Tetapi lautan telah dapat mereka taklukkan,
sebagai halnya daratan telah mereka kuasai ….
Demi Allah yang nyawa Salman berada dalam tangan Nya,
pastilah mereka akan dapat keluar dengan selamat daripadanya
berbondong-bondong, sebagaimana mereka telah memasukinya berbondong bondong …
!”
Dan
benarlah apa yang dikatakannya itu ….
Sebagaimana
mereka telah terjun ke dalam sungai gelombang demi gelombang, demikianlah pula
mereka keluar dari dalamnya dan mencapai seberang sana gelombang demi gelombang
pula. Tak seorang pun dari mereka kehilangan prajurit, bahkan tak sedikit pun
tentara Persi yang mampu mengunjukkan giginya . .!
Mangkok
tempat minumannya seorang prajurit jatuh ke dalam air. Maka ia tak ingin jadi
satu-satunya orang yang kehilangan barang waktu penyeberangan itu. Kepada
teman-temannya diserukannya agar menolongnya untuk menclapatkan barang itu
kembali. Kebetulan suatu ombak besar melemparkan mangkok itu ke dekat
rombongan hingga dapat mereka pungut ….
Salah
satu riwayat tentang sejarah melukiskan bagaimana dahsyatnya suasana ketika
penyeberangan sungai Tigris itu, katanya:
“Sa’ad memerintahkan Kaum Muslimin agar membaca:
Hasbunallaahu wa ni’mal wakiil — cukuplah bagi kita Allah, dan Dialah
sebaik-baik pemimpin — Lalu dikerahkanlah kudanya menerjuni sungai yang diikuti
oleh orang-orangnya, hingga tak seorang pun di antara anggota pasukan yang
tinggal di belakang.
Maka
berjalanlah mereka dalam air, tak ubah bagai berjalan di darat juga, hingga
dari pinggir yang satu ke pinggir lainnya telah dipenuhi oleh prajurit, dan
permukaan air tak kelihatan lagi disebabkan amat banyaknya anggota angkatan
berkuda serta pasukan pejalan kaki. Orang-orang bercakap-cakap sesamanya ketika
berada dalam air, seolah-olah mereka sedang bercakap-cakap di darat. Sebabnya
tidak lain karena mereka merasa aman tenteram, serta percaya akan ketentuan
Allah dan pertolongan-Nya, akan janji dan bantuan-Nya … ! “
Tatkala
Sa’ad diangkat Umar sebagai amir wilayah Irak, ia mulai melakukan pembangunan
dan perluasan kota.

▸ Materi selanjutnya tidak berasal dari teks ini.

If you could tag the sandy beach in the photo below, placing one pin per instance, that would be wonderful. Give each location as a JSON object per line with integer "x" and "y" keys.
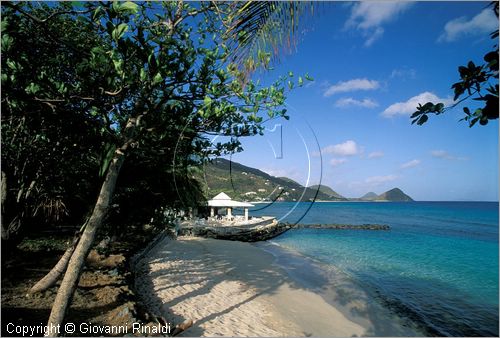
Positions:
{"x": 235, "y": 289}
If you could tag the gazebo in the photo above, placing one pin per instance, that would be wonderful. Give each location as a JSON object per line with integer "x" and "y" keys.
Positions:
{"x": 224, "y": 201}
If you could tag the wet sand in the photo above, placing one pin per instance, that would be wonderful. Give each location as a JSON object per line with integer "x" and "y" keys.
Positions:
{"x": 235, "y": 289}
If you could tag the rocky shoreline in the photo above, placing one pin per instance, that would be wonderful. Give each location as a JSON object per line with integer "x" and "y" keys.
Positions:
{"x": 262, "y": 233}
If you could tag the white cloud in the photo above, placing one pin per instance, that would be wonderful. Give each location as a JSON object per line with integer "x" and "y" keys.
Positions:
{"x": 337, "y": 161}
{"x": 348, "y": 148}
{"x": 372, "y": 37}
{"x": 349, "y": 101}
{"x": 369, "y": 16}
{"x": 377, "y": 180}
{"x": 446, "y": 156}
{"x": 410, "y": 164}
{"x": 351, "y": 85}
{"x": 404, "y": 73}
{"x": 484, "y": 22}
{"x": 410, "y": 106}
{"x": 376, "y": 154}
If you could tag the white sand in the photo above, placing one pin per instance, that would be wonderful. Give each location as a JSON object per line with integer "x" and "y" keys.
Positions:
{"x": 233, "y": 289}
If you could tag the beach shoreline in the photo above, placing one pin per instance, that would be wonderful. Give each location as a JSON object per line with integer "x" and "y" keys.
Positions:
{"x": 239, "y": 289}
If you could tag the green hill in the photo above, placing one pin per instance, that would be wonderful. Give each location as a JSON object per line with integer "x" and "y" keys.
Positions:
{"x": 249, "y": 184}
{"x": 328, "y": 191}
{"x": 369, "y": 196}
{"x": 395, "y": 195}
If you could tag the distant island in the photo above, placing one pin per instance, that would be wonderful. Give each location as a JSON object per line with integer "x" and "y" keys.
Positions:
{"x": 250, "y": 184}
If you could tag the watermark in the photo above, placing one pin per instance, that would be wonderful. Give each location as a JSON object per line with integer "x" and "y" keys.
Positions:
{"x": 88, "y": 329}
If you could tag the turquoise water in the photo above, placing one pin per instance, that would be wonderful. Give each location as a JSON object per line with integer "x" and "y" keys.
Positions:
{"x": 438, "y": 265}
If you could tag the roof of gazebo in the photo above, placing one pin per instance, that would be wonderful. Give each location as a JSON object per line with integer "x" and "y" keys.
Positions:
{"x": 224, "y": 201}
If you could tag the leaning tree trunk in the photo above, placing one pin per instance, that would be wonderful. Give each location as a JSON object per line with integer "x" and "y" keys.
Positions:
{"x": 3, "y": 193}
{"x": 54, "y": 274}
{"x": 77, "y": 261}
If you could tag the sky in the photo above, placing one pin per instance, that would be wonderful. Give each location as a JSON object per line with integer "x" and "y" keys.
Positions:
{"x": 372, "y": 63}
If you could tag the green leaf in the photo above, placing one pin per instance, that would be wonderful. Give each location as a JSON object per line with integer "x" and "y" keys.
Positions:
{"x": 129, "y": 6}
{"x": 119, "y": 31}
{"x": 143, "y": 75}
{"x": 157, "y": 79}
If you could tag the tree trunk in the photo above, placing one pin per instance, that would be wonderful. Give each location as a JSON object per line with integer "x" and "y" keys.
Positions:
{"x": 3, "y": 193}
{"x": 54, "y": 274}
{"x": 77, "y": 261}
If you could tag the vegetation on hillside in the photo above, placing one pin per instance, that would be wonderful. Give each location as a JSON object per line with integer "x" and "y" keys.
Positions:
{"x": 106, "y": 107}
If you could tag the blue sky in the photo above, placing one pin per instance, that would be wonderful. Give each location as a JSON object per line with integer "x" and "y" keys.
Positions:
{"x": 372, "y": 62}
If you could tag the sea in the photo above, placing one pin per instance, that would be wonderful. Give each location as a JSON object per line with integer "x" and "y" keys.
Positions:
{"x": 437, "y": 266}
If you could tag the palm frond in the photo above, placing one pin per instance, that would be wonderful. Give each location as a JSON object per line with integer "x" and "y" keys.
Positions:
{"x": 264, "y": 29}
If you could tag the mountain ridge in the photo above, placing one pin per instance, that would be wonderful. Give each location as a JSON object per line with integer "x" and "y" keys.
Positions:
{"x": 245, "y": 183}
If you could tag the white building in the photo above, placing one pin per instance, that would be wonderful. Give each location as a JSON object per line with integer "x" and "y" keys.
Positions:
{"x": 224, "y": 201}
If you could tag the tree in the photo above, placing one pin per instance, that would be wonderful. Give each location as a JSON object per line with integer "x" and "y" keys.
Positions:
{"x": 148, "y": 80}
{"x": 476, "y": 82}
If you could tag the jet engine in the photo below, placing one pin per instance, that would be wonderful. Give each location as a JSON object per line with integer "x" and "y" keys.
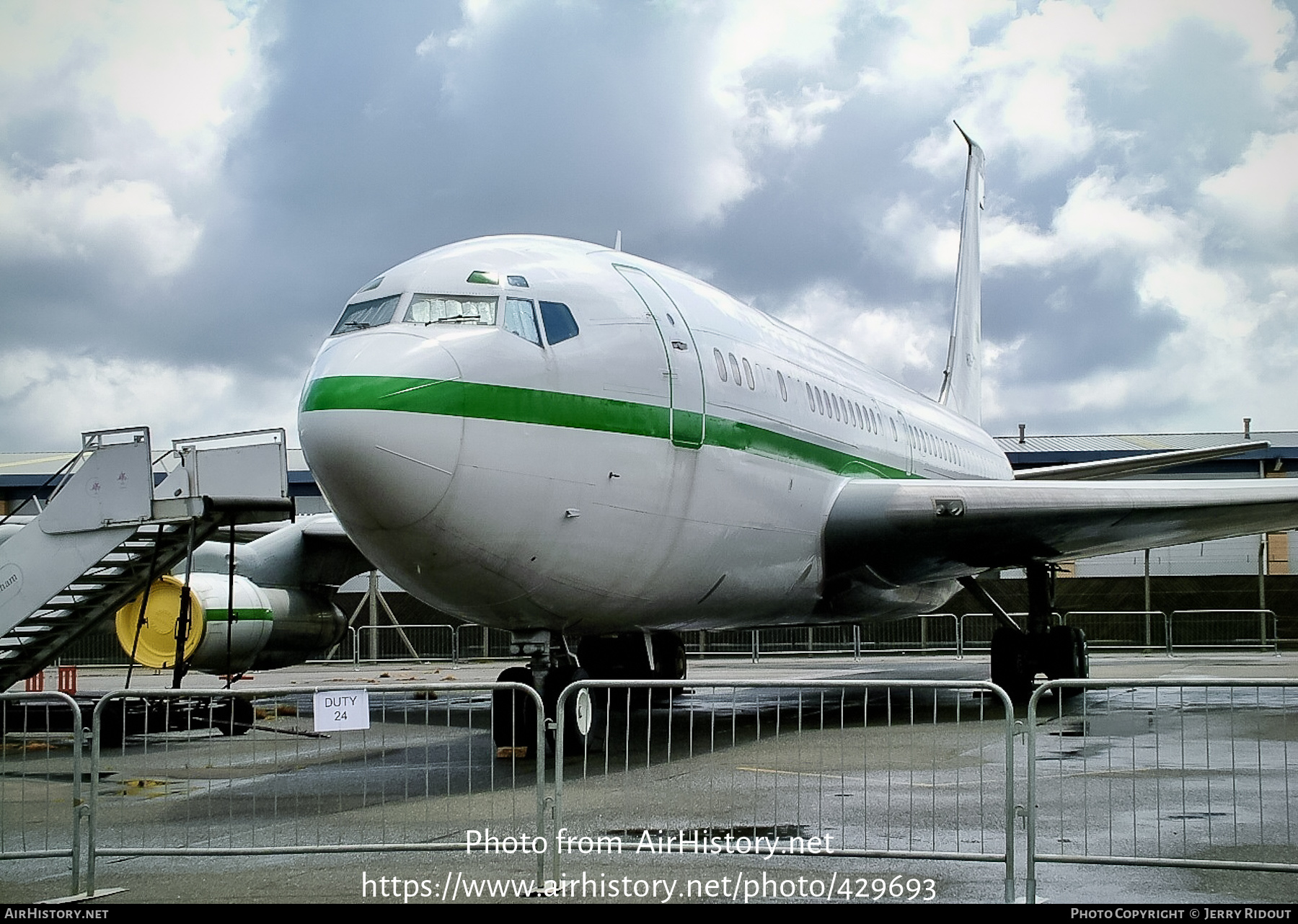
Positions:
{"x": 268, "y": 627}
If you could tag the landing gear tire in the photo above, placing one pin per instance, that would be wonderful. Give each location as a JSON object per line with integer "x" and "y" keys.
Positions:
{"x": 1010, "y": 665}
{"x": 1066, "y": 657}
{"x": 583, "y": 706}
{"x": 233, "y": 716}
{"x": 513, "y": 716}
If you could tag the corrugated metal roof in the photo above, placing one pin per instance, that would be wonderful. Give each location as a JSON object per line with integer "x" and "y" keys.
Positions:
{"x": 1142, "y": 443}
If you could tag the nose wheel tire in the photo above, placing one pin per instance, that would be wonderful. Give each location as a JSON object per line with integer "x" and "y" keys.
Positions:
{"x": 513, "y": 716}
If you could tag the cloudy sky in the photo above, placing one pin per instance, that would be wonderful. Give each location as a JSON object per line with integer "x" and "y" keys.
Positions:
{"x": 191, "y": 191}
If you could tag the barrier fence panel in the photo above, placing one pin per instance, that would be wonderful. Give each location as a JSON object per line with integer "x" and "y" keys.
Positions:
{"x": 185, "y": 774}
{"x": 407, "y": 643}
{"x": 40, "y": 779}
{"x": 1150, "y": 773}
{"x": 1116, "y": 630}
{"x": 1223, "y": 628}
{"x": 835, "y": 770}
{"x": 978, "y": 628}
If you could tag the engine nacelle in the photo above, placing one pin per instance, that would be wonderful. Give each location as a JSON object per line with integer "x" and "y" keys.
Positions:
{"x": 272, "y": 627}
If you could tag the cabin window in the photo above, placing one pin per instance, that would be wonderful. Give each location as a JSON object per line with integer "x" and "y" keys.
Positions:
{"x": 558, "y": 322}
{"x": 451, "y": 309}
{"x": 366, "y": 314}
{"x": 521, "y": 319}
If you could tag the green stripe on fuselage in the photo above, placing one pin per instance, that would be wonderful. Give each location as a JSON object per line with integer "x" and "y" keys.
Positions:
{"x": 579, "y": 412}
{"x": 242, "y": 614}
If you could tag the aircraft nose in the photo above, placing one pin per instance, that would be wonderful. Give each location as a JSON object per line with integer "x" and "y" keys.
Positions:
{"x": 381, "y": 427}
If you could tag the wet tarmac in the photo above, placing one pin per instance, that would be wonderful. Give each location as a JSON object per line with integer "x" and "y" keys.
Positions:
{"x": 888, "y": 781}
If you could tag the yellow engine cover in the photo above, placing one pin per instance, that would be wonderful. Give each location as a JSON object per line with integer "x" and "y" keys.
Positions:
{"x": 156, "y": 648}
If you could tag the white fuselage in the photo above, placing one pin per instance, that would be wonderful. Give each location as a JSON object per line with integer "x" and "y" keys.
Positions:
{"x": 671, "y": 465}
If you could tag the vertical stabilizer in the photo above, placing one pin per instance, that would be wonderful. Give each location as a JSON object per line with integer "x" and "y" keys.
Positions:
{"x": 962, "y": 382}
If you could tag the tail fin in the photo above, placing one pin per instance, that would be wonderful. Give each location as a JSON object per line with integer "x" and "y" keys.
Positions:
{"x": 962, "y": 382}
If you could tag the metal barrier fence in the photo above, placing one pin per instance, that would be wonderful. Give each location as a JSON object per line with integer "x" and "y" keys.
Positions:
{"x": 407, "y": 643}
{"x": 1166, "y": 774}
{"x": 1122, "y": 630}
{"x": 932, "y": 632}
{"x": 40, "y": 779}
{"x": 840, "y": 770}
{"x": 1223, "y": 628}
{"x": 182, "y": 774}
{"x": 433, "y": 641}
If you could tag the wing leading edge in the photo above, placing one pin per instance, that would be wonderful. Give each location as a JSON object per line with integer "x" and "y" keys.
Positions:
{"x": 908, "y": 533}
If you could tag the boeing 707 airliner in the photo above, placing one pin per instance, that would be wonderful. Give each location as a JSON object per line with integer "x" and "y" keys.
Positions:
{"x": 574, "y": 443}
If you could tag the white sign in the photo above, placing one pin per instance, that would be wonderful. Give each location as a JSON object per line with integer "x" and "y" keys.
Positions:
{"x": 339, "y": 710}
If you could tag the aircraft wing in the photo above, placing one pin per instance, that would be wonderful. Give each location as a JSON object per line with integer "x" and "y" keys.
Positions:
{"x": 312, "y": 551}
{"x": 897, "y": 533}
{"x": 1135, "y": 465}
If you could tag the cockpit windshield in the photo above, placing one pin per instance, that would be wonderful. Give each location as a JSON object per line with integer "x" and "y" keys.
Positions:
{"x": 366, "y": 314}
{"x": 451, "y": 309}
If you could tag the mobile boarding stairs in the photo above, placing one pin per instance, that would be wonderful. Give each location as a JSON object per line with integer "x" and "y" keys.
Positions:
{"x": 110, "y": 527}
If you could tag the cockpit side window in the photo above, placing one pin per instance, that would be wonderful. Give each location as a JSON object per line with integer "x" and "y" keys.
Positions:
{"x": 521, "y": 319}
{"x": 558, "y": 321}
{"x": 366, "y": 314}
{"x": 451, "y": 309}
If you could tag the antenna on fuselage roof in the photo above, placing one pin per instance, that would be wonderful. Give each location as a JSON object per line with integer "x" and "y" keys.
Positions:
{"x": 962, "y": 381}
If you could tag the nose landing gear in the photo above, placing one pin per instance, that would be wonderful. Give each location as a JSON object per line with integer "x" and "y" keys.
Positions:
{"x": 1019, "y": 656}
{"x": 631, "y": 656}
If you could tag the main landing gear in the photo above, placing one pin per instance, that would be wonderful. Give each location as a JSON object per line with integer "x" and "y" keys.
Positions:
{"x": 632, "y": 656}
{"x": 1019, "y": 656}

Kota Kufah diperbesar, dan diumumkanlah hukum Islam serta
dilaksanakan di daerah yang luas dan lebar itu.
Pada
suatu hari rakyat Kufah mengadukan Sa’ad sebagai wali negerinya kepada Amirul
Mu’minin, rupanya mereka sedang dipengaruhi oleh tabi’at yang mudah dihasut,
cepat resah, gelisah dan suka memberontak, hingga mereka mengemukakan tuduhan
yang bukan-bukan dan mentertawakan. Kata mereka: “Sa’ad tidak baik shalatnya …
! “
Mendengar
itu Sa’ad hanya tertawa terbahak-bahak, ujarnya:
“Demi
Allah, yang saya lakukan hanyalah mengerjakan shalat bersama mereka sebagai
shalat Rasulullah, yaitu memanjangkan dua raka’at yang mula-mula dan
memendekkan dua raka’at yang akhir”.
Sa’ad
dipanggil Umar ke Madinah untuk menghadap. Sa’ad tidak marah, bahkan segera
dipenuhi panggilan itu secepatnya. Setelah beberapa lama, Umar bermaksud untuk
mengembalikannya ke Kufah, tapi sambil tertawa Sa’ad menjawab:
‘Apakah
anda hendak mengembalikan saya kepada kaum yang menuduh bahwa shalat saya tidak
baik … ?
Demikianlah
ia memilih tinggal di Madinah.
Ketika
Amirul Mu’minin dicederai orang, dipilihnyalah enam orang di antara
shahabat-shahabat Rasulullah saw. yang akan mengurus soal pemilihan khalifah
baru, dengan mengemukakan alasan bahwa keenam orang yang dipilihnya itu adalah
terdiri dari orang-orang yang diridlai Rasulullah saw. sewaktu beliau hendak
berpulang ke rahmatullah. Maka di antara shahabat yang berenam itu terdapatlah
Sa’ad bin Abi Waqqash. Bahkan dari kalimat-kalimat Umar yang akhir terdapat
kesan bahwa seandainya ia hendak memilih salah seorang di antara mereka, maka
pilihannya akan jatuh pada Sa’ad ….
sewaktu
memberi wasiat dan mengucapkan selamat perpisahan dengan shahabat-shahabatnya,
Umar berkata: “Jika khalifah dijabat oleh Sa’ad, demikianlah sebaiknya . . .!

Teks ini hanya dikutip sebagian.